Being understaffed job after job, day after day “leads to mistakes,” said Ritacco. “This is how patients develop bedsores and urinary tract infections. No one is there to feed them or even hold their hands.”

Covid-19 pushed nurses to their limits as Tenet put workers on leave who could have been transferred to other parts of the hospital that needed more help, the union said. Doctors received bonuses, but nurses did not, he added.

The duration of the strike “is a travesty and serves as an indictment against Tenet Healthcare and its unwavering desire for profit,” said Marlena Pellegrino, nurse in Saint Vincent and co-chair of the nurses’ bargaining unit, in a statement. communicated.

In August, it looked like the strike would end when the two sides agreed to a contract, but things fell apart on the return-to-work policy.

Saint-Vincent hired permanent nurses to replace workers on the picket line and said it could not meet the demand from nurses to return to their exact pre-strike positions. The hospital was not going to remove the new nurses from the positions they “bravely held during the strike,” CEO Carolyn Jackson said.

“The people inside who care for the patients, the travel nurses, the other staff, are doing a great job taking the best possible care,” she said. Adding that the strike had taken its toll on the hospital, she said: “We had to cut services as a result of the strike.
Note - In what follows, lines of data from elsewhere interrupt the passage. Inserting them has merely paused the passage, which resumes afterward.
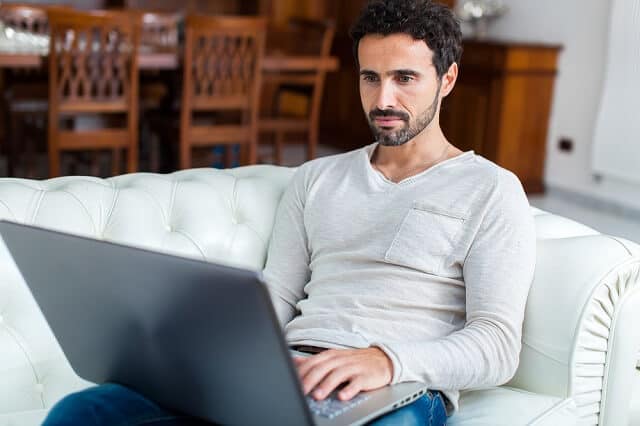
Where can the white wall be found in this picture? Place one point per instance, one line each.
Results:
(582, 27)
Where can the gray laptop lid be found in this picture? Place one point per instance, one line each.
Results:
(163, 325)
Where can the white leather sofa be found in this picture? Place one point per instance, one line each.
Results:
(581, 332)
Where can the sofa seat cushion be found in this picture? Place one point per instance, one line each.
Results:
(505, 406)
(24, 418)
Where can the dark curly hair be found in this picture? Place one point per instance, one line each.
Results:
(421, 19)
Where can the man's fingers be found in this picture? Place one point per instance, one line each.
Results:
(314, 374)
(311, 362)
(342, 373)
(352, 389)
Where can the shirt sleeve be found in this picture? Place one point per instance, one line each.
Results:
(287, 267)
(497, 272)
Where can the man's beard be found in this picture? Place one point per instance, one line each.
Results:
(409, 130)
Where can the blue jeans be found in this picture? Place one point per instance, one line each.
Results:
(116, 405)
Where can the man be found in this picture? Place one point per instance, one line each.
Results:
(403, 260)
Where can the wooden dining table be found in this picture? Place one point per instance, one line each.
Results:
(171, 60)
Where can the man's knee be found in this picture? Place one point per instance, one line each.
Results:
(100, 405)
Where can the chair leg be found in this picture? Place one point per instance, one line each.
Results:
(116, 160)
(228, 156)
(12, 136)
(313, 143)
(94, 166)
(278, 146)
(132, 157)
(54, 162)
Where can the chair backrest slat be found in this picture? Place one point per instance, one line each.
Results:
(93, 56)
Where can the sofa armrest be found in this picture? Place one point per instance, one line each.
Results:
(580, 338)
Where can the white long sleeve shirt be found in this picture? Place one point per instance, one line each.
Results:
(434, 270)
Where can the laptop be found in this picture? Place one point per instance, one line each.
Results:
(196, 337)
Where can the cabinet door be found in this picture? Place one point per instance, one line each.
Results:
(464, 116)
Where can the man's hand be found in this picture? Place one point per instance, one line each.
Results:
(363, 370)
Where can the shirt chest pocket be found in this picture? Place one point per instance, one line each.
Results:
(426, 238)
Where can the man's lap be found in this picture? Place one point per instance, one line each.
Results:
(116, 405)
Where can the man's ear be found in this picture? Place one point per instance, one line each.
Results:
(449, 80)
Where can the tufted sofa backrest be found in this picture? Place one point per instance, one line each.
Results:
(224, 216)
(218, 215)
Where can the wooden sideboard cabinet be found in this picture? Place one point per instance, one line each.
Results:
(501, 103)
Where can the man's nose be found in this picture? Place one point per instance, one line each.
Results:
(386, 96)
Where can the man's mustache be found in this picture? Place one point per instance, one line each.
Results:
(388, 113)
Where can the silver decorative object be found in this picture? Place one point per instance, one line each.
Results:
(478, 13)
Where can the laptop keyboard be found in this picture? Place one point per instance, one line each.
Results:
(331, 407)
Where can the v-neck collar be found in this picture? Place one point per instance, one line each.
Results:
(370, 149)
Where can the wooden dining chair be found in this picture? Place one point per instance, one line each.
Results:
(222, 64)
(310, 38)
(25, 93)
(159, 100)
(93, 70)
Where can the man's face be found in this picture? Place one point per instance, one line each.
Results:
(399, 86)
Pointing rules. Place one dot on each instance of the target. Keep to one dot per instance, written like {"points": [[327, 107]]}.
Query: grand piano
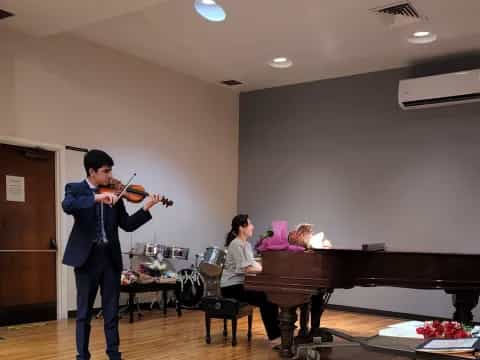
{"points": [[291, 278]]}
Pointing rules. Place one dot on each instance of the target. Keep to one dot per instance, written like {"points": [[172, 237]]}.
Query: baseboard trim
{"points": [[385, 313]]}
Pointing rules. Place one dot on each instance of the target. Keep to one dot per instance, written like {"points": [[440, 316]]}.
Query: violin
{"points": [[132, 193]]}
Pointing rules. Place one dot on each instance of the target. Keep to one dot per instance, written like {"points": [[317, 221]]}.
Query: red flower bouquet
{"points": [[444, 329]]}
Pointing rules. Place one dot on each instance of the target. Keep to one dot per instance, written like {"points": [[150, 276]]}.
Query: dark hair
{"points": [[95, 159], [237, 221]]}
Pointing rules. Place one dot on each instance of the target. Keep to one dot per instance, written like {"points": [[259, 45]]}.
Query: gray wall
{"points": [[341, 154]]}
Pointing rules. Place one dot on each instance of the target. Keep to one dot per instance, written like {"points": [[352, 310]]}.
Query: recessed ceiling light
{"points": [[280, 62], [421, 33], [422, 37], [210, 10]]}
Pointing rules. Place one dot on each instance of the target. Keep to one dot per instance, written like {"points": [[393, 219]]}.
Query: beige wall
{"points": [[178, 134]]}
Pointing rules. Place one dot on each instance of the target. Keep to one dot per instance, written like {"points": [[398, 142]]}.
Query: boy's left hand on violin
{"points": [[152, 200]]}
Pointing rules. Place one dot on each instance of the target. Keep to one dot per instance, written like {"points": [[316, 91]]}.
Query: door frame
{"points": [[61, 223]]}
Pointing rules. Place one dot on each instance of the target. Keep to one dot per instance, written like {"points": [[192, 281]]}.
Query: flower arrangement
{"points": [[444, 329]]}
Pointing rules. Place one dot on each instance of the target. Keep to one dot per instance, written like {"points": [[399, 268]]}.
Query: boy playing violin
{"points": [[93, 248]]}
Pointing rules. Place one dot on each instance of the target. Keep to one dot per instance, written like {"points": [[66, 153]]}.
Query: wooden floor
{"points": [[159, 337]]}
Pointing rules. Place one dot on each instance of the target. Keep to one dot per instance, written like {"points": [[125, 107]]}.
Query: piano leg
{"points": [[464, 302], [304, 316], [287, 319]]}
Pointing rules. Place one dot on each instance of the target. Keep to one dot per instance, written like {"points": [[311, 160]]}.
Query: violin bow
{"points": [[126, 185]]}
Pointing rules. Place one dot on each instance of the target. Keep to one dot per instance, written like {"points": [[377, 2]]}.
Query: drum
{"points": [[150, 250], [173, 252], [213, 260], [191, 287]]}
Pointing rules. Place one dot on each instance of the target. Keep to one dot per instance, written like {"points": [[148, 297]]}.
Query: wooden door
{"points": [[28, 289]]}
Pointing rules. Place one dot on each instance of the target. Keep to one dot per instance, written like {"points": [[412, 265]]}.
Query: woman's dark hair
{"points": [[237, 221], [95, 159]]}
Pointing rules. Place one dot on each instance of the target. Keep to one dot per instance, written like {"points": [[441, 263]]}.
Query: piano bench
{"points": [[216, 307]]}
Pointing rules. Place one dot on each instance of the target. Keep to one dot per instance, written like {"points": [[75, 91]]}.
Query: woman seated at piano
{"points": [[240, 261]]}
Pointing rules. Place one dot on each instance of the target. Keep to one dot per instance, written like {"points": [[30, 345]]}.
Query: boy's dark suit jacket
{"points": [[79, 201]]}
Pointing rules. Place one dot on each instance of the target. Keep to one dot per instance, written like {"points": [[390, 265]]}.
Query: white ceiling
{"points": [[324, 38]]}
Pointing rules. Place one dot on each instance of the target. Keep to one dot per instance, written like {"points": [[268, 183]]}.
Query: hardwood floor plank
{"points": [[157, 337]]}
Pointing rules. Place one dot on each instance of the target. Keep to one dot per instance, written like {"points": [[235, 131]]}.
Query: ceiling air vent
{"points": [[231, 82], [403, 8], [400, 14], [4, 14]]}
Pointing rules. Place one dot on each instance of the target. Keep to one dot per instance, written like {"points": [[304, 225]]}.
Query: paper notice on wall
{"points": [[15, 188]]}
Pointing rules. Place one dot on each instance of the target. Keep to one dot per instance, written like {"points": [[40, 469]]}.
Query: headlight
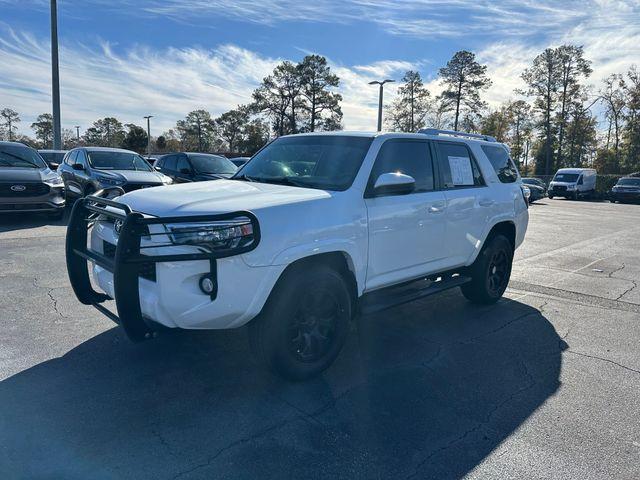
{"points": [[54, 181], [220, 235], [109, 180]]}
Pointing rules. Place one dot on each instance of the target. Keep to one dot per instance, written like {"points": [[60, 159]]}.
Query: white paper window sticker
{"points": [[461, 170]]}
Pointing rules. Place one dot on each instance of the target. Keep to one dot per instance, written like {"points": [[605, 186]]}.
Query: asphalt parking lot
{"points": [[545, 384]]}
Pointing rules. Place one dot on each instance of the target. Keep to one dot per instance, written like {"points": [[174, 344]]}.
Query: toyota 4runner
{"points": [[313, 230]]}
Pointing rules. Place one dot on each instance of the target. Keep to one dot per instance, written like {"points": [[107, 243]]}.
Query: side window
{"points": [[170, 163], [183, 164], [411, 157], [81, 158], [502, 163], [70, 159], [457, 166]]}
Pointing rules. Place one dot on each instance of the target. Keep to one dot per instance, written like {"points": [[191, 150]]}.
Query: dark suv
{"points": [[86, 170], [195, 167], [27, 184]]}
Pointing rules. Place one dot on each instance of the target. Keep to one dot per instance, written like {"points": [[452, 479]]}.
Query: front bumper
{"points": [[174, 298], [52, 200]]}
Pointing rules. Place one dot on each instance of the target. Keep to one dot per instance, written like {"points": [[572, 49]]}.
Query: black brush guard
{"points": [[128, 259]]}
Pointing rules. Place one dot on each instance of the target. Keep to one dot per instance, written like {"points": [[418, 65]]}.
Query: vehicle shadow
{"points": [[22, 221], [426, 391]]}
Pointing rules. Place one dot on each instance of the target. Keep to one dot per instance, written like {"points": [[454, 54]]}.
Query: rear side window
{"points": [[169, 163], [457, 166], [502, 163], [405, 156]]}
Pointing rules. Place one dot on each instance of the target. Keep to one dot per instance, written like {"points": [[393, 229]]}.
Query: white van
{"points": [[574, 183]]}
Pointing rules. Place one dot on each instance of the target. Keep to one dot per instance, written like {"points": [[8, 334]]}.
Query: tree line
{"points": [[548, 124]]}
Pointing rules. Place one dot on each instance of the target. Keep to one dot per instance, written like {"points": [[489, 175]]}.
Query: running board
{"points": [[390, 297]]}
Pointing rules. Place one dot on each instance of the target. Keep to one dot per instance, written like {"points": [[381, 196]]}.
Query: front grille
{"points": [[146, 270], [15, 207], [129, 187], [21, 190]]}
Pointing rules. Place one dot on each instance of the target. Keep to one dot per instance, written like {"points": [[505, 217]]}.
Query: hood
{"points": [[135, 176], [23, 174], [219, 196]]}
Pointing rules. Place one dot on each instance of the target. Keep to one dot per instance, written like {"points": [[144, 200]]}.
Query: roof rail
{"points": [[453, 133]]}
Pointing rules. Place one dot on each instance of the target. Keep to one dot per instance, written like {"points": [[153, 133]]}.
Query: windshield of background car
{"points": [[212, 164], [326, 162], [629, 182], [118, 161], [566, 177], [55, 157], [19, 156]]}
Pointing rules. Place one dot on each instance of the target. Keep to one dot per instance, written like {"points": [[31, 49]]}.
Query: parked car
{"points": [[27, 184], [315, 228], [53, 157], [626, 190], [239, 161], [537, 187], [86, 170], [573, 183], [195, 167]]}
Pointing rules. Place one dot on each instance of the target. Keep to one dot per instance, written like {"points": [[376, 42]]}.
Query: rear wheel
{"points": [[490, 272], [304, 323]]}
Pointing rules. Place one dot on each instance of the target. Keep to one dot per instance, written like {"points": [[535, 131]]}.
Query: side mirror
{"points": [[394, 184]]}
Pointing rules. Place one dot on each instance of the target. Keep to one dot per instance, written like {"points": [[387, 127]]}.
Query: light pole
{"points": [[148, 117], [55, 78], [380, 100]]}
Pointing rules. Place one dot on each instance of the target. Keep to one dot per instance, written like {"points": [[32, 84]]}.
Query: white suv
{"points": [[314, 229]]}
In August, we closed 111 beds.

But the hospital failed to come to an agreement with the nurses. Jackson said many complaints from nurses are exaggerated and that she believes the strike was called under false pretenses. She said the strike is a concerted effort by the Massachusetts Nursing Association to get St. Vincent to agree to a maximum patient-to-nurse ratio – an effort the union tried to push statewide in 2018 by the through a voting initiative that ultimately failed.

While Jackson acknowledged that working conditions were strained during the pandemic, she pointed out that according to the hospital, staff ratios never reached an illegal or dangerous range.

She also argued that the union’s staffing demands are impossible to meet. “If every hospital in the state went to a 4-to-1 ratio, you wouldn’t have enough nurses,” she said. “It would exacerbate an already difficult nursing staffing crisis. “

Steve Striffler, professor of anthropology and director of the Labor Resource Center at the University of Massachusetts in Boston, said similar struggles for staff have escalated over the past decade in hospitals across the country, as corporations private equity firms and other outside investors have taken over more hospitals.

“I don’t think it’s about anything other than cutting costs,” Striffler said, adding that the irony of the nursing shortage is that it’s partly created by nurses leaving. industry due to understaffing issues.

“You can’t spend that much time in understaffed trenches,” he said.

Referring to what happened in St. Vincent in August, Striffler said it was “unheard of for the two sides to come to an agreement, after a very controversial strike, and for them, the employer, to say. : “No, we won’t guarantee you can come back to the job you held.

Ritacco said the fact that nurses across the country are experiencing similar issues makes the fight all the more important.

“What Tenet is trying to do is send a strong message that other nurses shouldn’t be thinking about doing the same. We don’t understand how important it is for us to hold on, ”she said. “It will be an indicator, and we are not going to back down.”